The growing image-processor unpleasantness

Posted Sep 2, 2022 8:46 UTC (Fri) by excors (subscriber, #95769)
In reply to: The growing image-processor unpleasantness by mordae
Parent article: The growing image-processor unpleasantness

> Energy savings could be realized by letting the sensor and GPU share the same buffer so that CPU don't have to touch it until GPU has done it's job. Instead of adding another semi-programmable ASIC or a single-purpose FPGA to the mix.

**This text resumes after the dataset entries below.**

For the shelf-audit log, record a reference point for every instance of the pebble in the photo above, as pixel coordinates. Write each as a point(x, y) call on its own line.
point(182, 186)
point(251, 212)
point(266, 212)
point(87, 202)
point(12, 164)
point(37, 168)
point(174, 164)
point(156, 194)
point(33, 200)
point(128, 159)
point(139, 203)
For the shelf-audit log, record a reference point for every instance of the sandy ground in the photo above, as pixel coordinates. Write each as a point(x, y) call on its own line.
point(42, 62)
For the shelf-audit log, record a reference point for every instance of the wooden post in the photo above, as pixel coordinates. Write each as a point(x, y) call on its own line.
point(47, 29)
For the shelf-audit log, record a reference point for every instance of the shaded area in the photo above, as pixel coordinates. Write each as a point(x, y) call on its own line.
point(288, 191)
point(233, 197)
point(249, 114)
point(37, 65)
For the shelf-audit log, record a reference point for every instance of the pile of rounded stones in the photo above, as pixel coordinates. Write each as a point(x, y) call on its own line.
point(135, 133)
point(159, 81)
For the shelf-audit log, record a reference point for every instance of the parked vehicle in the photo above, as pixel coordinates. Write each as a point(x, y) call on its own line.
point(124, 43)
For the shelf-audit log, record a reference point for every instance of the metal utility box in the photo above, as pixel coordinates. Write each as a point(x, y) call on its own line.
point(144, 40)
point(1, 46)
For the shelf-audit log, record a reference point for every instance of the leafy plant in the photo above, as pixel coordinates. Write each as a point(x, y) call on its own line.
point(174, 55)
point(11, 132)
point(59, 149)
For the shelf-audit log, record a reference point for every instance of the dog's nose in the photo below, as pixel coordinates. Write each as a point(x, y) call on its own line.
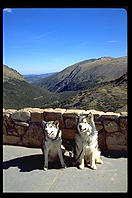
point(80, 126)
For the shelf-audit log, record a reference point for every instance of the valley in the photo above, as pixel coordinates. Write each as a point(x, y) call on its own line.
point(99, 84)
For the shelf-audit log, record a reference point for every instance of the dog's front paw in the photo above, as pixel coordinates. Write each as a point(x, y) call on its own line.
point(94, 167)
point(64, 166)
point(100, 161)
point(45, 168)
point(81, 166)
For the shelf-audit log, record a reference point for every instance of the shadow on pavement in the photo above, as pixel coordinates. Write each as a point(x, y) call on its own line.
point(32, 162)
point(114, 154)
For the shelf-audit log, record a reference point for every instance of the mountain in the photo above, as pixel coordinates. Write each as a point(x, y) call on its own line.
point(9, 73)
point(18, 93)
point(108, 96)
point(85, 74)
point(32, 78)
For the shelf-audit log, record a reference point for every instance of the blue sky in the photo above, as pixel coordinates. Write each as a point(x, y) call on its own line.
point(44, 40)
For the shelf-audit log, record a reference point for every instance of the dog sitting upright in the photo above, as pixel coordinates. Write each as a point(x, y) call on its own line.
point(86, 142)
point(52, 141)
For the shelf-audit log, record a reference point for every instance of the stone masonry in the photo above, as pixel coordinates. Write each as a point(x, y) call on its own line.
point(23, 127)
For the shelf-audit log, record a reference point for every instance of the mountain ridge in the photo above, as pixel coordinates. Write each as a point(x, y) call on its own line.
point(18, 93)
point(85, 74)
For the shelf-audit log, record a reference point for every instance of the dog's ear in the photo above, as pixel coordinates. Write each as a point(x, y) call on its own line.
point(90, 117)
point(56, 122)
point(44, 122)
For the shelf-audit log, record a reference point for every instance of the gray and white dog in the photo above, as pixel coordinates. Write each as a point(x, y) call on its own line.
point(52, 143)
point(86, 142)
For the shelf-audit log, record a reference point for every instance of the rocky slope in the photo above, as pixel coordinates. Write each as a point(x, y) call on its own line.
point(109, 96)
point(85, 74)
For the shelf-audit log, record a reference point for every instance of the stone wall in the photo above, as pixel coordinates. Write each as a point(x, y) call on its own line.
point(23, 127)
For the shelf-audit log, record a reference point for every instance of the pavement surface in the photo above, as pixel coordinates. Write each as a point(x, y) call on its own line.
point(23, 172)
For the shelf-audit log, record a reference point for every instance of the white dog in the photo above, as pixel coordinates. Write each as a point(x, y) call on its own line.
point(86, 142)
point(52, 141)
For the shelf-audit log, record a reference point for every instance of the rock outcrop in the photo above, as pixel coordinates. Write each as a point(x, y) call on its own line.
point(23, 127)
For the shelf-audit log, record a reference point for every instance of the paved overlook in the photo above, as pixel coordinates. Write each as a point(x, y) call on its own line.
point(22, 172)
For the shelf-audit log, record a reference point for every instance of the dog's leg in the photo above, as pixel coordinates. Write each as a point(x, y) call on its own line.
point(92, 161)
point(61, 157)
point(81, 166)
point(46, 149)
point(97, 157)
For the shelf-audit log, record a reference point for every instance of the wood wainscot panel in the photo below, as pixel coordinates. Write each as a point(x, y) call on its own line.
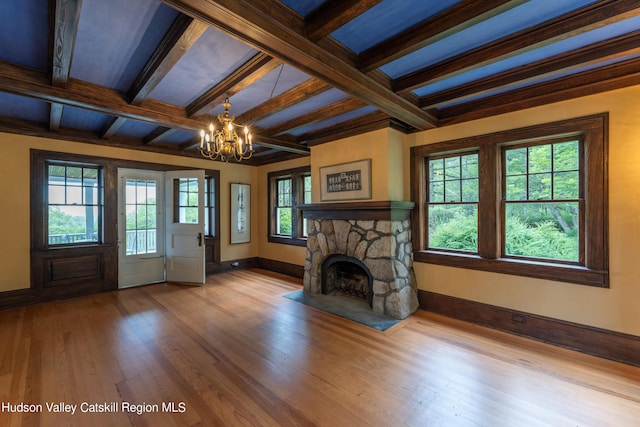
point(603, 343)
point(64, 271)
point(75, 268)
point(287, 268)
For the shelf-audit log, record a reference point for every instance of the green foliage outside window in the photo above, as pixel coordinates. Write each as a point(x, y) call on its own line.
point(542, 196)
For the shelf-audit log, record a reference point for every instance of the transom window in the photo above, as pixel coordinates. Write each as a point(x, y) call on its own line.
point(74, 199)
point(517, 202)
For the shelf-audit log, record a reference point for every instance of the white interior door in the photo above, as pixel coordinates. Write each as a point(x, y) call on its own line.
point(140, 227)
point(185, 226)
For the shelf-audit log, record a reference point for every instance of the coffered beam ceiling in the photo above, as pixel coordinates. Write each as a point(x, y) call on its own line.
point(271, 28)
point(315, 51)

I'm not sure if I'm correctly interpreting what you're suggesting, but: The output from the sensor will be something like 10/12-bit Bayer. I don't think it'd be particularly useful to share that directly with the GPU, because GPU memory architectures seem to be optimised for 32-bit-aligned elements with 8/16/32-bit components (since that's what graphics and most GPGPU uses) and they'd be inherently inefficient at processing the raw Bayer data. So at the very least, you need some dedicated hardware to do the demosaicing efficiently, and probably any other processing that benefits from the sensor's 10/12-bit precision (where it'd be wasteful to use the GPU's 16-bit ALU operations), before saving to RAM as 8-bit YUV.

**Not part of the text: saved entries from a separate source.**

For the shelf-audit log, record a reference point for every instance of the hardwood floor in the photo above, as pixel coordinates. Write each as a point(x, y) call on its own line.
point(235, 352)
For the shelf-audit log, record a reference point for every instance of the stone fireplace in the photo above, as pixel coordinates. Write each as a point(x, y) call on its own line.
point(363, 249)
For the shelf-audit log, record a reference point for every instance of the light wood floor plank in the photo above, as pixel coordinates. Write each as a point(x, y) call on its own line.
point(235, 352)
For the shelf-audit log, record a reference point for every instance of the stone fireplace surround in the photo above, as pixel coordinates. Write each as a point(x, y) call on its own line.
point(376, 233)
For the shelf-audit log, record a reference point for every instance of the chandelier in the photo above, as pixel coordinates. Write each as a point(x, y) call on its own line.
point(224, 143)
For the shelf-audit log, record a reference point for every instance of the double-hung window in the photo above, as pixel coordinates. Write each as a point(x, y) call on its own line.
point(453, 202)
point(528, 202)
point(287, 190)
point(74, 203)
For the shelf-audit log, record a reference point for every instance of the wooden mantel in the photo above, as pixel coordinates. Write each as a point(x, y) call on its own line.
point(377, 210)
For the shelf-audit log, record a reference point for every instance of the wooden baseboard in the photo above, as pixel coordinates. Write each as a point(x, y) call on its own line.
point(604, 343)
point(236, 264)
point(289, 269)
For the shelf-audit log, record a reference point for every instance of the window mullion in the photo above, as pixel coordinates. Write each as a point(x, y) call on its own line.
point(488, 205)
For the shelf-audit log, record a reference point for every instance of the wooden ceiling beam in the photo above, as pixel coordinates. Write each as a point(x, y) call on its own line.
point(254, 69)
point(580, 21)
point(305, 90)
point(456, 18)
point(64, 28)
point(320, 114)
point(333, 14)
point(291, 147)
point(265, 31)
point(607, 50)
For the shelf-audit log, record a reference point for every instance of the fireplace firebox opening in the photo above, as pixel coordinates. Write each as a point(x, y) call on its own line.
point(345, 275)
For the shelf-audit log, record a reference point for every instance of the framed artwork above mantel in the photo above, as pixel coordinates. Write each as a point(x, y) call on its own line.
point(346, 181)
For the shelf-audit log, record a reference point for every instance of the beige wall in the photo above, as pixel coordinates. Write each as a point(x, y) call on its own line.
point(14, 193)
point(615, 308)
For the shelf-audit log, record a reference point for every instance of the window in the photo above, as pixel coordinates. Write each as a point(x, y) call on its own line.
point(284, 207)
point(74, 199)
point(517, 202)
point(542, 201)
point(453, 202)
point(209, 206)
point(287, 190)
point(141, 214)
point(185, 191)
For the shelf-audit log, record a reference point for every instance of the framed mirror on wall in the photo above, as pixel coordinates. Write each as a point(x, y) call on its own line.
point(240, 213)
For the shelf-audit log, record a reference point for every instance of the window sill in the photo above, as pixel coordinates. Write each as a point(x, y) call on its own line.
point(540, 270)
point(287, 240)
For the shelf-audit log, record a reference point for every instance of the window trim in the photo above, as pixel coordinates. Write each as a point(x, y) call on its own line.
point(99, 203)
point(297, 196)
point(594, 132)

Once you've got YUV, then it's useful to do zero-copy sharing with the GPU, and I think any sensible software architecture will already do that. (Intel's GPU has some built-in support for planar YUV420 texture-sampling to help with that.)

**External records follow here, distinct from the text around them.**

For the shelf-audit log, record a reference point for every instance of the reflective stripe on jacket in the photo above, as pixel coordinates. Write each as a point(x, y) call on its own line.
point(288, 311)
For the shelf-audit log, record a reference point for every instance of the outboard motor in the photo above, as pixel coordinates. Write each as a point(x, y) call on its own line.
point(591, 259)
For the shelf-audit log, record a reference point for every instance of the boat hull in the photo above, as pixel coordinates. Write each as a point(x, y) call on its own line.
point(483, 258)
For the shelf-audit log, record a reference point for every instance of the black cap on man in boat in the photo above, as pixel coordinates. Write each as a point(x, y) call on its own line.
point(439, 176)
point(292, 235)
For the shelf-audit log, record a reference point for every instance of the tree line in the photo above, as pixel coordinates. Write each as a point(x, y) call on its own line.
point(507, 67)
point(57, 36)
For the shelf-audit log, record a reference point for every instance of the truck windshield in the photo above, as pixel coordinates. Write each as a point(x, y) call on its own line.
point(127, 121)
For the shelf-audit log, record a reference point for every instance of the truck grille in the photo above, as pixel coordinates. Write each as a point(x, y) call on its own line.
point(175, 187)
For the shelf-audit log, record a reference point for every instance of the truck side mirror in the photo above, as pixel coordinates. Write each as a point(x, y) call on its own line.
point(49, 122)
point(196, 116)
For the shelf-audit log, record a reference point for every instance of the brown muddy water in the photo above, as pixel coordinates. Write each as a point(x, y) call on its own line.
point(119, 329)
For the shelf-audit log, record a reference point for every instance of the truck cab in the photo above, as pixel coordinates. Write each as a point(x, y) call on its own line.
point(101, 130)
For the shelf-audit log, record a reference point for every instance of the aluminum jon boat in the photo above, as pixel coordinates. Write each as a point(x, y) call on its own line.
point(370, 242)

But a lot of the image processing will still be inefficient on a GPU. It's way too expensive to write the whole frame to RAM after every processing step (given you may have a dozen steps, and it's a 4K frame at 90fps) - you want to read a chunk into the GPU's fast local memory and do all the steps at once before writing it out, and use the GPU's parallelism to process multiple chunks concurrently. But Intel's GPU has something like 64KB of local memory (per subslice), so you're limited to chunks of maybe 128x64 pixels. Whenever you apply some processing kernel with a radius of N, the 128x64 of input becomes (128-N)x(64-N) of valid output, and if you do many processing steps then you end up with a tiny number of useful pixels for all that work. The GPU memory architecture is really bad for this. (And that's not specific to Intel's GPU, I think they're all similar.)

So you still want dedicated hardware (with associated firmware) for most of that processing, with a much more efficient local memory architecture (maybe a circular array of line buffers per processing stage), and just use the GPU and/or CPU for any extra processing that you couldn't get into the hardware because of cost or schedule.